Calling to her maid in her high, little girl’s voice, Miss Birch left. Jocelin lifted the fowling piece and slowly walked toward Nick, who threw out his hands and backed away.

“You bastard,” Jocelin said.

“Now wait, love. I was thinking of you.”

“Two women. Two.” Jocelin changed direction when Nick did and backed him into a corner. “You were thinking of me? How were you thinking of me? Thinking of new and more exquisite ways for me to suffer? A wife and a mistress. Both. Within a few miles of each other.”

“But you said you didn’t want to touch your wife.”

“I want to touch her all right. Hang it, that’s all I want, day and night.”

“Well then,” Nick said with a satisfied smile, “there you are. Console yourself with Miss Birch until you can redeem yourself to Liza.”

“Redeem myself? Me? I’m the victim here. Not her.”

“Whatever.”

Nick brushed past him and began replacing antique guns in their mountings on the walls of the gun room. He kept one aside, a small Italian snaphance pistol with engraved gold fittings.

“I’ve got to take this to a gunsmith in the
village,” he said. “You will give Miss Birch my regrets.”

“Oh, no. You stay here.”

Nick was already out the door. Jocelin followed him, speeding up as he realized that Nick’s hunter was already out front and ready.

“You come back here.”

He grabbed the reins as Nick turned his horse, but Nick hauled them out of reach.

“Won’t be gone long, old love.”

Gravel sprayed over Jocelin’s boots as the animal launched into a trot. Jocelin cursed his friend, then stomped around to a stable to call for his own mount. His frustration elevated when he found that his hunter had been released in a back paddock to graze. A groom would have to find and catch the animal, then groom and saddle him. Sorely tried, Jocelin trudged back to the lodge, where he was forced to endure taking tea with Miss Birch.

Birch, he had to admit, had been an excellent mistress. She never asked for more than he was willing to give, never objected to any pleasure he desired, always vanished when he wished her to until now. His neglect had soured her normally amiable disposition. Once she had reminded him of a sort of human confectionery, but the meringue had spoiled. Now she even sipped tea with the air of a martyr.

He counted the ticks on the grandfather clock in the hall while Miss Birch consumed orange cake.
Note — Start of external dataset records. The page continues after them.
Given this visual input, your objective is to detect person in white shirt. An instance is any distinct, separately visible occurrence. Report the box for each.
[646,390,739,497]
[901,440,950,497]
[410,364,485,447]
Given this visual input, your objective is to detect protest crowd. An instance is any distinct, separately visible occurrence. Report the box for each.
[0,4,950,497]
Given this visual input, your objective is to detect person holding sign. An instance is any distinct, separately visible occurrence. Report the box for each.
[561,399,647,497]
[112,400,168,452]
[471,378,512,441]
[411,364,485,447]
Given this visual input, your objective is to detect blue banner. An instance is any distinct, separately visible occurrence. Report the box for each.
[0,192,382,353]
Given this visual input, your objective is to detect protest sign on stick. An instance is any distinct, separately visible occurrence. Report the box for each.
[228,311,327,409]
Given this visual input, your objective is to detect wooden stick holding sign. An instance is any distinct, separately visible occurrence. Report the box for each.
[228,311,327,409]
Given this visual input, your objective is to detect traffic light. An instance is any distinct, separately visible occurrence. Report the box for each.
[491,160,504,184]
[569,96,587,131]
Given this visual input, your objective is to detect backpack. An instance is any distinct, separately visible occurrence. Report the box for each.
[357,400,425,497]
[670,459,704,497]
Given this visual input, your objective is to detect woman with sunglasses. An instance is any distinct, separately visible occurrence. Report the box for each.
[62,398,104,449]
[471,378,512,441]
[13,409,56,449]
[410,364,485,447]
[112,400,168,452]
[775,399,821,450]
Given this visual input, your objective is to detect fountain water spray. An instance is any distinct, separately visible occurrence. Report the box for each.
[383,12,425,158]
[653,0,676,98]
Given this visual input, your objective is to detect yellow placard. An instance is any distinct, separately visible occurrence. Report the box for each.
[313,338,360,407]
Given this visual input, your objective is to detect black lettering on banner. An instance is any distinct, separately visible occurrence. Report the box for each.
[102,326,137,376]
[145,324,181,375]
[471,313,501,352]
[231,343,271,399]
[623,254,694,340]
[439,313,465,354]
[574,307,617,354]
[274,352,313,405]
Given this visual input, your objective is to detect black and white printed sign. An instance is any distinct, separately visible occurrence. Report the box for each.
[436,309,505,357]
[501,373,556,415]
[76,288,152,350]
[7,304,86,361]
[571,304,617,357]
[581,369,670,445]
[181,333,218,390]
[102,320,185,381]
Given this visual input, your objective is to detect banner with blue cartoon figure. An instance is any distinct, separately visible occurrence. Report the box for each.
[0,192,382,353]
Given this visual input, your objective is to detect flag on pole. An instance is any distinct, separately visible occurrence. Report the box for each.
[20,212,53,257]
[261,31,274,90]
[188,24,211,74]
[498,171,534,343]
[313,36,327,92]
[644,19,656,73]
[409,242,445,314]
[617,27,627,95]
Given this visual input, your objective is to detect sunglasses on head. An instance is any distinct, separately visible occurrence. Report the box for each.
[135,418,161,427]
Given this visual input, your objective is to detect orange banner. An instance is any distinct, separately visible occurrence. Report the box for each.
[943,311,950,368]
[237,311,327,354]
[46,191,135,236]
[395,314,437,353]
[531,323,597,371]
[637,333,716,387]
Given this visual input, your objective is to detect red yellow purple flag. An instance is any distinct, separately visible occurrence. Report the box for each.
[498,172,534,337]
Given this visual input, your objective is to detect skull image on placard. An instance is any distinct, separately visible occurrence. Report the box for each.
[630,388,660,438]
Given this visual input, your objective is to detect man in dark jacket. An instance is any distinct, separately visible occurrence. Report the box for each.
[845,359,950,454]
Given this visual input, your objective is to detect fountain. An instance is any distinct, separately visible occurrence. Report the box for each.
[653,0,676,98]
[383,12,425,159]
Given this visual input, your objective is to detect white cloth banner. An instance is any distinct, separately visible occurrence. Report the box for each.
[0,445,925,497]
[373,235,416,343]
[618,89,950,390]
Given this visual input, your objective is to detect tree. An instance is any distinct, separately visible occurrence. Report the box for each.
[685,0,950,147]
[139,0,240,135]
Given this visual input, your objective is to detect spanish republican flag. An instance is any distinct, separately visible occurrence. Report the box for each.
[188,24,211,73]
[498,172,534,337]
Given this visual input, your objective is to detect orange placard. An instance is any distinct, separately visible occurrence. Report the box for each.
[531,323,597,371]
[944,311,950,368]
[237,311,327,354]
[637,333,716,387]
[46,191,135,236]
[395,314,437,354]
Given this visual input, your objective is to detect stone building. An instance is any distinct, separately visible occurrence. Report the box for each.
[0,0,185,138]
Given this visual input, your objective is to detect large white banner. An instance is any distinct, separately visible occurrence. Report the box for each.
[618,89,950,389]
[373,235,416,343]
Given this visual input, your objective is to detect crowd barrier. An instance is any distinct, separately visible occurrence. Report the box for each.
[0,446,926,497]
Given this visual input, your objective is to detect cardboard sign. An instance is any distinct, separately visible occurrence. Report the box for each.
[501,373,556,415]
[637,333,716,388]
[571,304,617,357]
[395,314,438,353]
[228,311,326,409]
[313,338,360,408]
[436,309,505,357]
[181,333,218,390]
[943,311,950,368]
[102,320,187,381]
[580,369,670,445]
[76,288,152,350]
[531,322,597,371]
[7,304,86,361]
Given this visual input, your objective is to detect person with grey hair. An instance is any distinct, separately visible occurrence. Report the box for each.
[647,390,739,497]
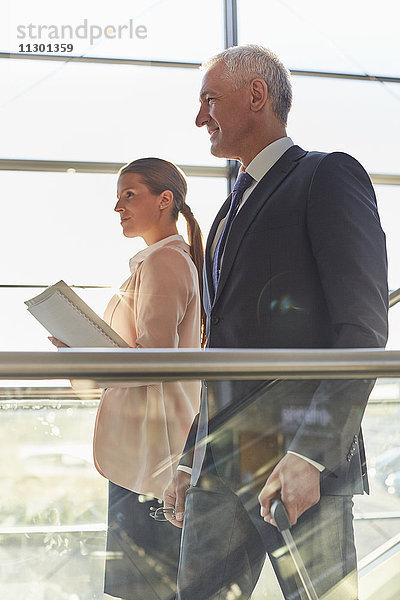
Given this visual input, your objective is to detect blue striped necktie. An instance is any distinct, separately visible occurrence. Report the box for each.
[212,171,254,294]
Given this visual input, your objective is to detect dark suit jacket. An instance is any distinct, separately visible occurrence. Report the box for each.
[183,146,388,494]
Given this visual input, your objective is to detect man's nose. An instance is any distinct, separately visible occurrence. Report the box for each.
[114,199,124,212]
[195,104,210,127]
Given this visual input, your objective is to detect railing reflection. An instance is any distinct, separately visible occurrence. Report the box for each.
[0,352,400,600]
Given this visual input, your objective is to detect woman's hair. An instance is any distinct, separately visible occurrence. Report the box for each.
[118,158,206,346]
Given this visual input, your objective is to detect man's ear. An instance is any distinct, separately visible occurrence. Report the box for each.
[250,79,268,112]
[159,190,174,210]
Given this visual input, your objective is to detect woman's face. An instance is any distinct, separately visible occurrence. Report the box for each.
[114,173,162,244]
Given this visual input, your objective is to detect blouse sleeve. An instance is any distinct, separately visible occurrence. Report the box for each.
[136,247,195,348]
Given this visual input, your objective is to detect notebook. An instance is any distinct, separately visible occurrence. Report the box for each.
[25,280,128,348]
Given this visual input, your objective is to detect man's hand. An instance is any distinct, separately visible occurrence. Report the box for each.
[258,454,320,525]
[164,471,190,529]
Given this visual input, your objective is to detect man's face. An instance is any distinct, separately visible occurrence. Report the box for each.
[196,62,251,160]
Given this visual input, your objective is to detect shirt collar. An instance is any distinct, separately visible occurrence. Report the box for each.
[246,136,294,182]
[129,234,188,273]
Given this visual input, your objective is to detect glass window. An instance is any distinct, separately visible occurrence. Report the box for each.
[238,0,400,76]
[288,77,400,173]
[4,0,223,62]
[0,60,225,165]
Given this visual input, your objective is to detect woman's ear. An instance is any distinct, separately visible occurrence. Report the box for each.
[159,190,174,210]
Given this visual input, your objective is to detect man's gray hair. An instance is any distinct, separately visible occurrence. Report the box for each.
[202,44,292,125]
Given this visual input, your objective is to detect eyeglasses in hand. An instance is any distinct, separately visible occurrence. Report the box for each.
[149,506,175,521]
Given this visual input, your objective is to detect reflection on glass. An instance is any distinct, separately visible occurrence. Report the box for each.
[238,0,400,76]
[0,60,225,165]
[0,379,400,600]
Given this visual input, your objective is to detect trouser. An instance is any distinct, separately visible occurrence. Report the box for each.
[177,475,357,600]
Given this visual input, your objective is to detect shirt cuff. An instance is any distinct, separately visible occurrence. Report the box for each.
[176,465,192,475]
[288,450,325,473]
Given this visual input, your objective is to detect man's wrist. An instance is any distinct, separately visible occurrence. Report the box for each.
[287,450,325,473]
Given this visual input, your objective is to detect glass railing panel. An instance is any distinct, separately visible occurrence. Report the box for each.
[0,354,400,600]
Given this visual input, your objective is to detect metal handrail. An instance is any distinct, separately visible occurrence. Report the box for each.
[389,288,400,308]
[0,348,400,385]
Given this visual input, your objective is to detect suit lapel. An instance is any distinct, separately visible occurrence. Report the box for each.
[204,194,232,304]
[216,146,307,304]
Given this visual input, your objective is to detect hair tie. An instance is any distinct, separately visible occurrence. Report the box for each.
[181,202,193,215]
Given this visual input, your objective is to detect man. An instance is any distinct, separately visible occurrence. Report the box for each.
[164,46,388,600]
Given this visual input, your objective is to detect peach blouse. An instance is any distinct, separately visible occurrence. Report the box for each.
[94,235,200,498]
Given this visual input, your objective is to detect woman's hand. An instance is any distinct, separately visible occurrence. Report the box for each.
[49,335,69,348]
[164,471,190,529]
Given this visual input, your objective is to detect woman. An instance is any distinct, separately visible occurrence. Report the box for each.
[94,158,203,600]
[52,158,203,600]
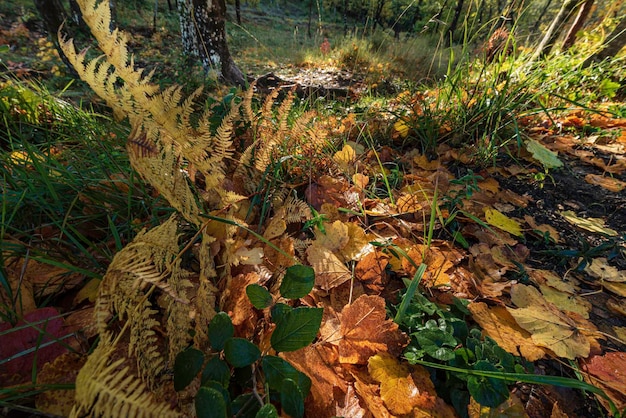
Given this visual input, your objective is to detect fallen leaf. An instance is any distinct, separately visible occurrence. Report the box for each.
[74,279,102,305]
[367,353,435,415]
[351,370,393,418]
[581,352,626,411]
[393,119,411,138]
[333,144,356,172]
[585,174,626,193]
[467,302,546,361]
[539,285,591,319]
[306,244,352,291]
[352,173,370,190]
[526,139,563,169]
[467,393,528,418]
[559,210,619,237]
[280,344,348,416]
[354,251,390,294]
[585,257,626,283]
[524,215,561,243]
[507,284,596,359]
[485,208,523,237]
[315,221,350,253]
[339,295,408,364]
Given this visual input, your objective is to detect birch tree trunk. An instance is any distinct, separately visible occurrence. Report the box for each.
[178,0,246,87]
[532,0,578,61]
[583,17,626,67]
[562,0,595,50]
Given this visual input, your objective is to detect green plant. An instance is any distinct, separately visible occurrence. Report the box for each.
[174,265,323,417]
[391,283,619,417]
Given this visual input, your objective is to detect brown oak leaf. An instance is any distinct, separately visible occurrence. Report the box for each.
[339,295,408,364]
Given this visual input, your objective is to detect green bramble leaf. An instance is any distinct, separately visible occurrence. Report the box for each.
[209,312,235,351]
[280,265,315,299]
[246,283,274,309]
[270,307,324,352]
[174,348,204,391]
[224,338,261,367]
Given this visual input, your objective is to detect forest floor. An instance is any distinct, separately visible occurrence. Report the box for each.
[0,3,626,417]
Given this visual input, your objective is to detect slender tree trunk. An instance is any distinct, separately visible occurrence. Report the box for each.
[583,17,626,67]
[373,0,385,32]
[563,0,595,50]
[306,0,313,39]
[530,0,553,33]
[176,0,200,58]
[448,0,465,40]
[343,0,348,36]
[35,0,78,78]
[191,0,246,87]
[532,0,577,61]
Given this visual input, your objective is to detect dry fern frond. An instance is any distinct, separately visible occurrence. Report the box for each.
[71,335,182,418]
[95,216,185,387]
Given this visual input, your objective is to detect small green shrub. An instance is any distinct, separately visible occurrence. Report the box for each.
[174,265,323,418]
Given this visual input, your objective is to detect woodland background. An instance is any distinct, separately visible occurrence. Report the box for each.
[0,0,626,417]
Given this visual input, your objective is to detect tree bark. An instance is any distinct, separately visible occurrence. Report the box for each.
[178,0,246,88]
[532,0,577,61]
[562,0,595,50]
[530,0,552,33]
[448,0,465,40]
[583,17,626,67]
[35,0,78,78]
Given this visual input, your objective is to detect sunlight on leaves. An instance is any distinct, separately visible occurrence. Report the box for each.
[507,284,596,359]
[339,295,408,364]
[485,208,523,237]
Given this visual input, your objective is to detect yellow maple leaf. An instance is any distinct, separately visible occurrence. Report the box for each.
[485,208,523,237]
[467,302,546,361]
[306,244,352,290]
[333,144,356,171]
[507,284,596,359]
[367,353,423,415]
[393,119,411,138]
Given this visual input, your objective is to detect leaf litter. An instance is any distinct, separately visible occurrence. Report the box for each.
[0,25,626,416]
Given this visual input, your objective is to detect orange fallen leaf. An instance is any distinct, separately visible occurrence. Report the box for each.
[581,352,626,411]
[280,344,348,416]
[354,251,390,294]
[306,244,352,290]
[367,353,435,415]
[468,302,546,361]
[585,174,626,193]
[507,284,597,359]
[339,295,408,364]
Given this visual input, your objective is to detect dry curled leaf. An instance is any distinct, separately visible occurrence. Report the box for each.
[468,302,546,361]
[507,284,596,359]
[339,295,408,364]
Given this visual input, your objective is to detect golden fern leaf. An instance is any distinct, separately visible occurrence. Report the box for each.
[95,216,191,387]
[284,195,313,223]
[71,335,182,418]
[194,232,217,349]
He’d reached three hundred seventy when he heard the clatter of china. Miss Birch had finished her tea, and while he wasn’t looking, she had left her chair. He watched her approach, noted the determined set to her mouth, and tried to rise. Too late. She reached him first and planted her bottom in his lap. He sank
beneath yards of dove gray merino, a crinoline, and great swaths of lace.

Taking his face in her hands, she breathed orange cake at him. “Darling Jocelin, haven’t you missed me?”

“Enormously,” he muttered as he tried to get a grip on her through the ocean of skirts, petticoats, and hoops.

He searched fruitlessly for a way to lever her off of him. At last he found a stiff wall that had to be a corset. He clamped his hands on either side of it, but he wasn’t in time to prevent her from lowering her lips to his. He turned his face to the side, but she pursued him. Catching his mouth, she sucked hard. He tried to speak, but her tongue occupied his mouth.

Then he gasped as she burrowed beneath his coat, into his trousers, and cupped him. His hands scrabbled through and around whalebone, merino, and lace in a frantic search for a path to her hands. At the same moment that she began to pinch him, he found her hands and began pulling at them.